Anyway, back to my haircut (err…was I actually ever away?). For one reason or another, I decide against visiting my barber, who is Malaysian, single and suspected-gay (it’s the way he moves and touches my shoulder). He is a chatty one, likes talking about his younger days in a posh salon, designing outlandish, erotic hairdos. I never did have the courage to ask him who was his customers - mama-sans and nightclub hostesses perhaps? That he got outrageous sums of tips seems to suggest so. No way is the actually-rich so generous to their hairdresser - that is how they get rich, you see.

It hides at one corner of the mall – the Malay barbershop, that is. I looked through the glass door, only to see a Malay guy with a neat goatee, dressed in a long-sleeved blue shirt in the centre of the room - well almost. I thought the Malay barbers must have “upgraded” since my last visit.
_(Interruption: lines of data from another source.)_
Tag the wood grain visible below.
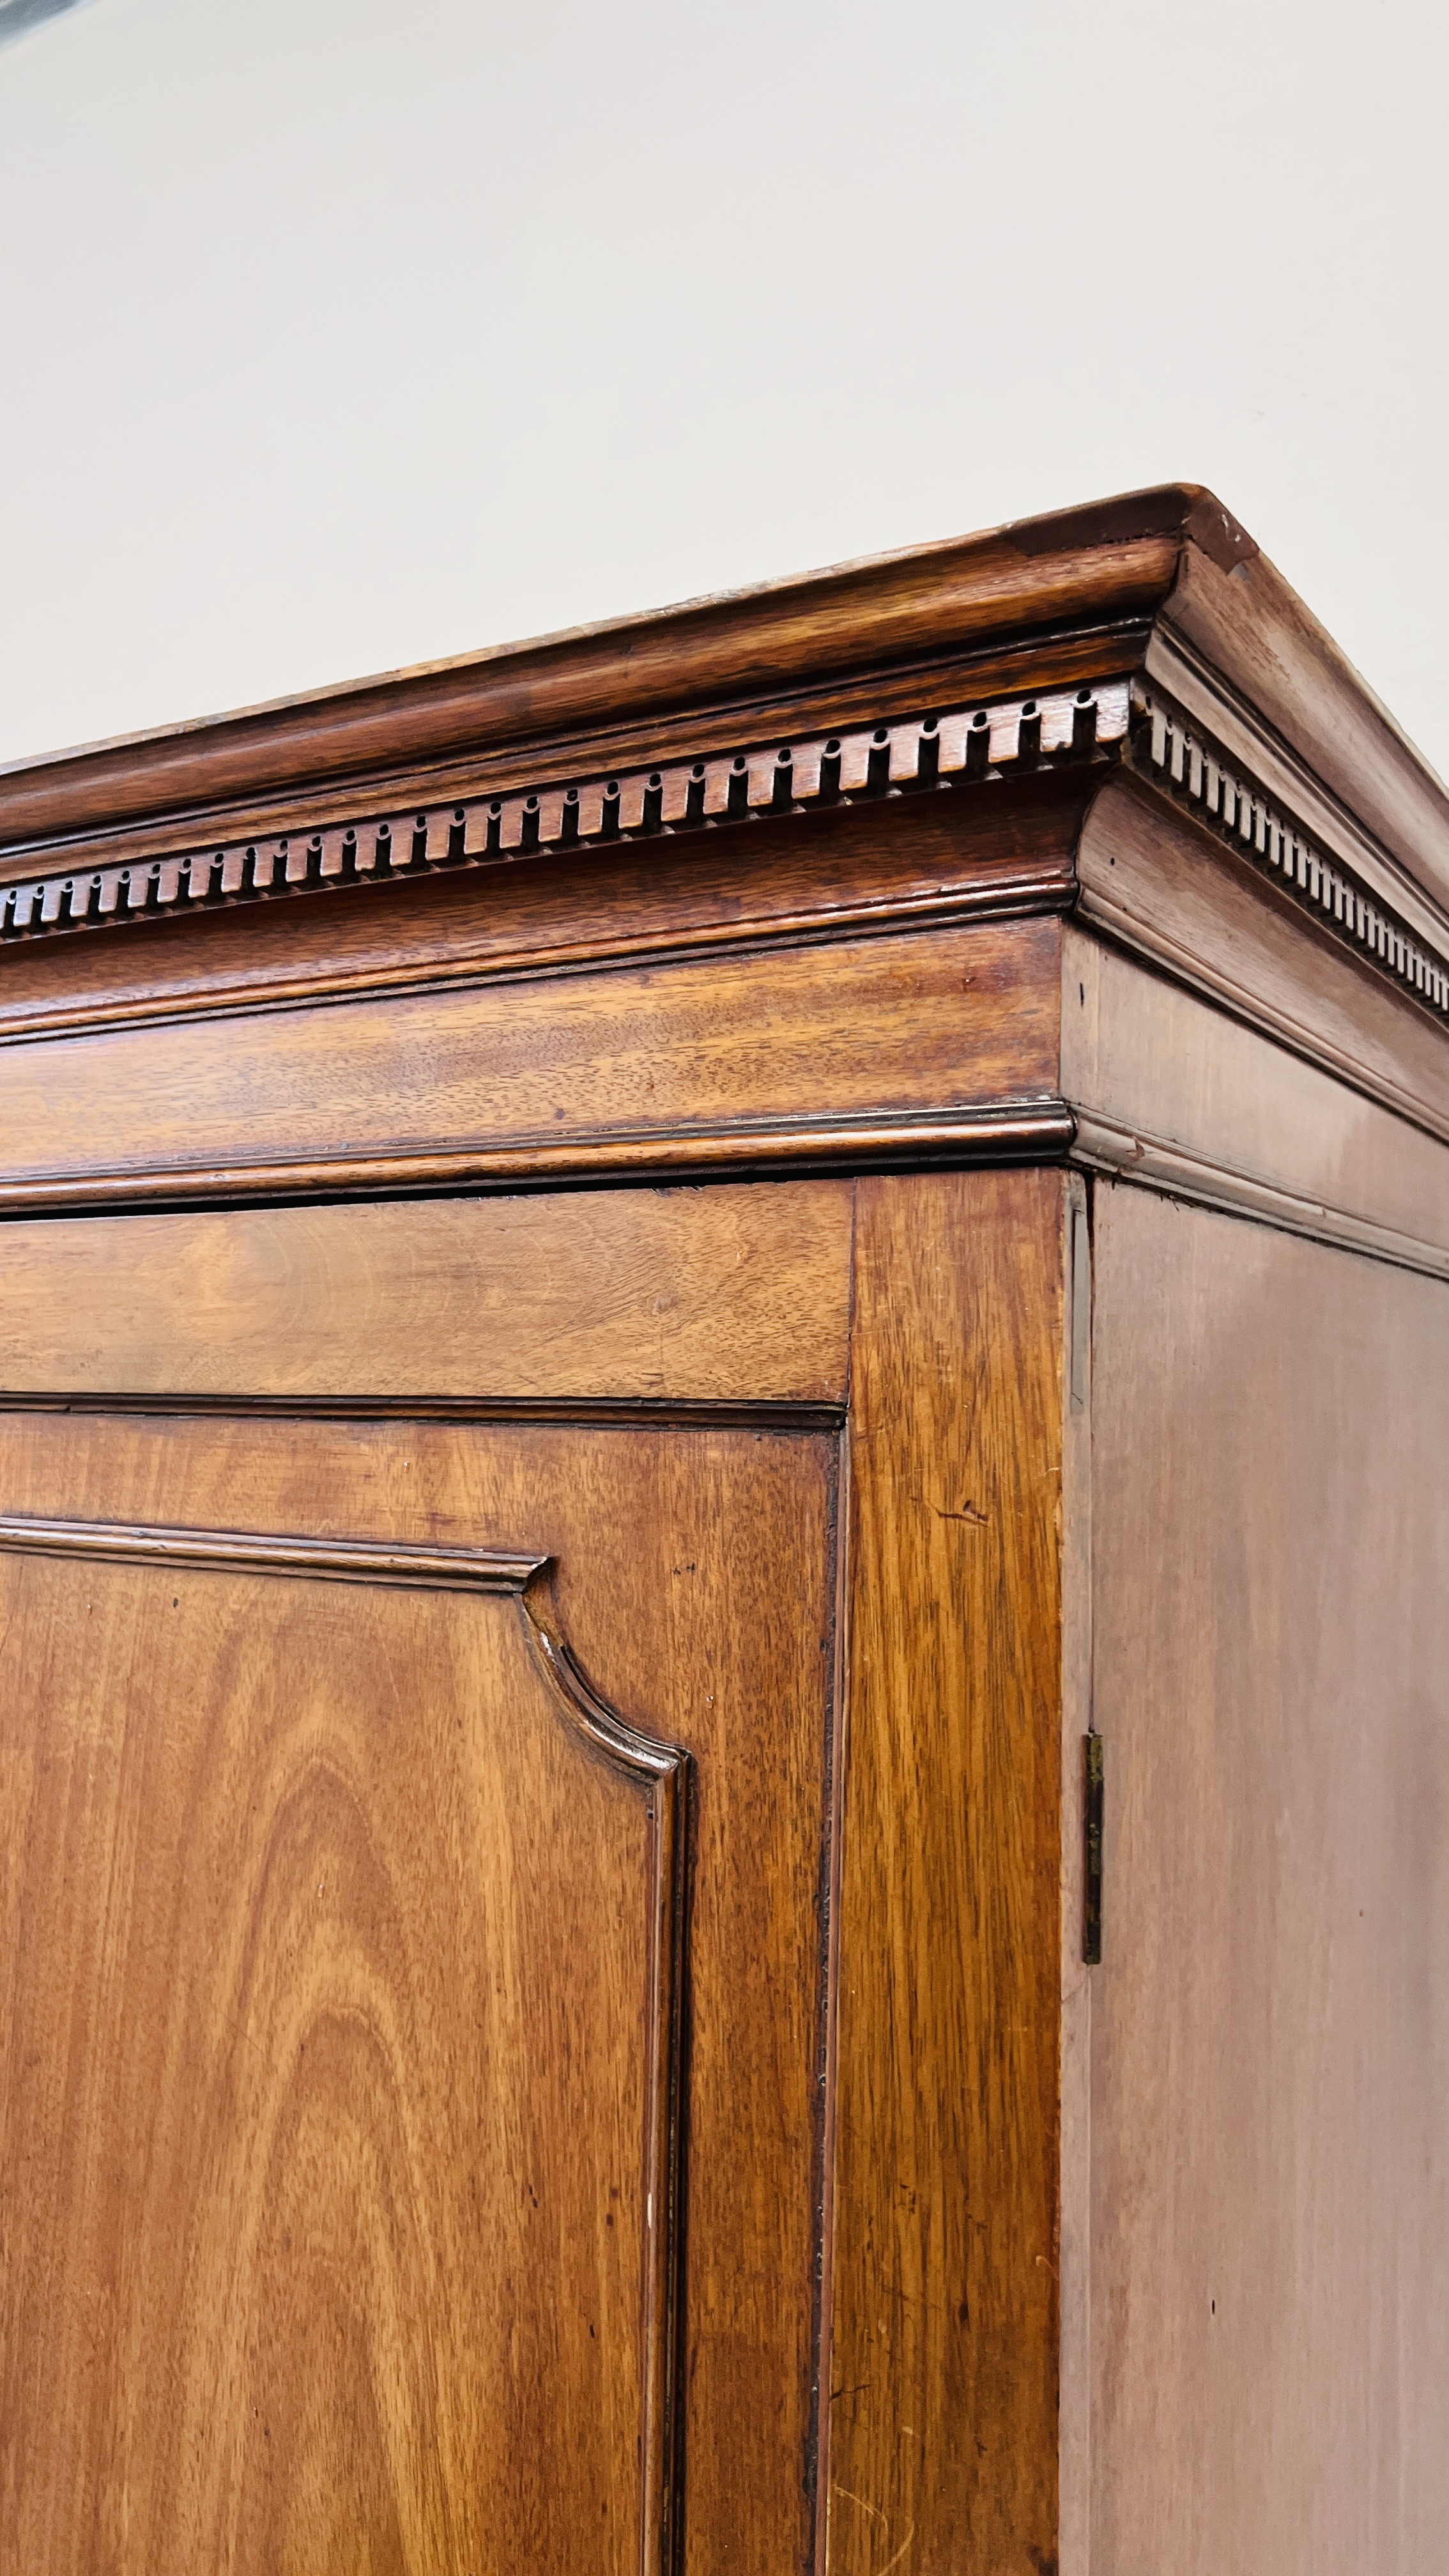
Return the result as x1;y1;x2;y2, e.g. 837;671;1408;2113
0;1105;1072;1214
2;475;1448;2576
0;1406;841;2574
1158;530;1449;921
1062;921;1449;1276
1087;1188;1449;2575
0;1183;855;1402
0;642;1130;917
0;769;1091;1045
1127;668;1449;1000
1058;1171;1094;2576
0;689;1125;929
0;919;1064;1208
0;1532;682;2572
0;489;1208;850
827;1169;1066;2573
1075;773;1449;1142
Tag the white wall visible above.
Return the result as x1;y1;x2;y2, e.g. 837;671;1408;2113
1;0;1445;774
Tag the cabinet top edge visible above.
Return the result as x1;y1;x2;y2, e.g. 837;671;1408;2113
4;480;1449;996
0;487;1209;854
4;479;1431;865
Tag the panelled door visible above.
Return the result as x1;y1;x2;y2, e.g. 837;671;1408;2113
0;1183;853;2576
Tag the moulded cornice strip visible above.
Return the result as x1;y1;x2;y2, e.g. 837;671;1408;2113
1071;1108;1449;1282
0;684;1130;949
1072;873;1449;1151
1126;677;1449;1025
0;1100;1078;1212
1144;624;1449;962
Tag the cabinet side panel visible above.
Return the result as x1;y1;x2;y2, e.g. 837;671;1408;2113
829;1169;1066;2572
1090;1188;1449;2575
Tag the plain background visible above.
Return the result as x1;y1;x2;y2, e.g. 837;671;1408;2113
1;0;1445;776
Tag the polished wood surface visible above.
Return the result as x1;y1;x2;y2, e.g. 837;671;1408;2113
0;1402;840;2573
0;1176;1077;2571
0;486;1215;850
7;477;1448;983
1075;774;1449;1140
829;1170;1065;2573
0;918;1064;1210
1086;1188;1449;2574
0;1183;855;1402
0;694;1123;970
1062;921;1449;1277
1057;1172;1094;2576
0;1526;680;2572
1149;533;1449;916
1;488;1447;2574
0;770;1091;1045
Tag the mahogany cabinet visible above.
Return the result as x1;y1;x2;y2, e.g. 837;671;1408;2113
0;485;1445;2573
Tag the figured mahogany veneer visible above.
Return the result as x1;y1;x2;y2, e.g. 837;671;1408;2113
1;487;1446;2576
0;1510;689;2568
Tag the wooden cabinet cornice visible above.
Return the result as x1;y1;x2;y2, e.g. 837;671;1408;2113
0;487;1445;2575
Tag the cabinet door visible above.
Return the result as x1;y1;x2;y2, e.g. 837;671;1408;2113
0;1185;851;2576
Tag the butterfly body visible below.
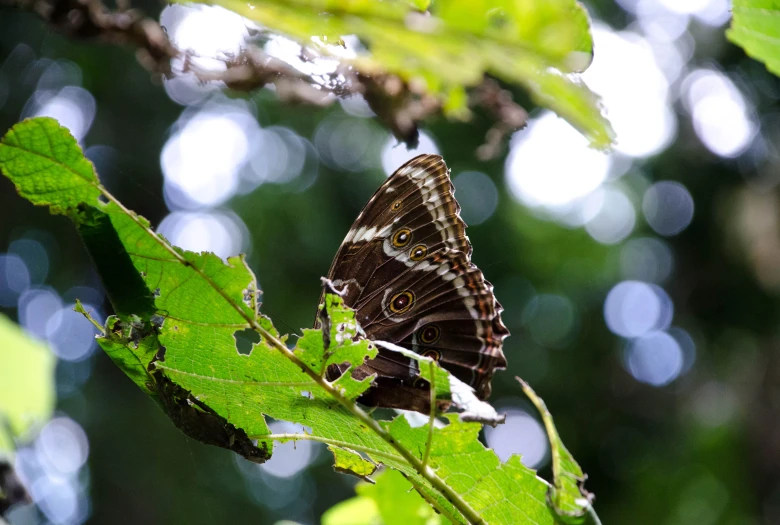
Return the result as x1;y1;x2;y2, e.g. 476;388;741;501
320;154;508;411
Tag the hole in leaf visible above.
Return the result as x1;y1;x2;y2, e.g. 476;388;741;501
234;328;261;355
242;288;260;309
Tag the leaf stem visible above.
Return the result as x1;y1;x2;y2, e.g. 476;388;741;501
422;359;436;469
98;186;486;525
404;471;464;525
259;433;403;462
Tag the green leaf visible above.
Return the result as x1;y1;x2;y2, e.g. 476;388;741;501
185;0;613;148
363;469;441;525
521;379;593;523
325;468;442;525
297;292;378;401
383;414;557;524
322;493;379;525
0;117;102;214
329;445;377;479
0;117;602;525
0;313;56;452
727;0;780;77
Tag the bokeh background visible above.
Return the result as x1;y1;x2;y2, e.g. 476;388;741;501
2;0;779;523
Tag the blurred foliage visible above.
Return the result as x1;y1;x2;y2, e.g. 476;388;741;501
0;313;54;453
728;0;780;77
323;468;441;525
193;0;614;148
0;313;52;515
0;1;779;525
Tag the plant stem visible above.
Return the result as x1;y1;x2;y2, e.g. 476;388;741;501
260;433;403;462
422;359;436;469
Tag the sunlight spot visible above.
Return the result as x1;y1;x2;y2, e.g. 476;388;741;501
682;68;756;158
485;407;549;468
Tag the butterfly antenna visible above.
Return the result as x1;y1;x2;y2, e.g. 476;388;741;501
257;304;302;337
I opened the door to see a sparingly furnished shop with a bench against the wall on my right, presuming for waiting customers, and two dressing tables, each allowing two seats to be positioned facing each other, but no Mal-rock. No soaring, screaming guitar strains and anguished singing. How I miss them, though I never understand the lyrics.Instead, the air was filled with a Malay drama from a TV set coming from the back of the shop. That is a first, I thought.

Next moment, I was ushered to an empty seat by the man with the goatee. He left me as his mate took over – a mal-rocker look-alike, complete with flowing locks and drugs-dazed eyes. But there was an artistic, benign aura about him. And my new haircut was his masterpiece, I suppose. As for all creations, time and patience are omni-potent. I have to admit though, that I am never one for either in this cutthroat new economy, especially when you are used to those ten minutes haircut, Japanese conceptual salons sprawling among the housing estates. So here I was, treated to the sounds of Malay TV drama, the smell of cigarette from the Mal-rocker, thinly disguised by the dusty air-con. And I actually start to miss my regular barber, to say the least. My “Michelangelo” really is a man obsessed with his craft, a few chips and chops here and there, but no word, not one at all, from his golden mouth. Most probably, in his mind, my head is only a watermelon with wig on, nothing more. Ouch! How insulting can it get? Maybe I could just sneak out without paying after he finished, just maybe.

PS: Most of the time, we do not know what we have, that is, until we lose them.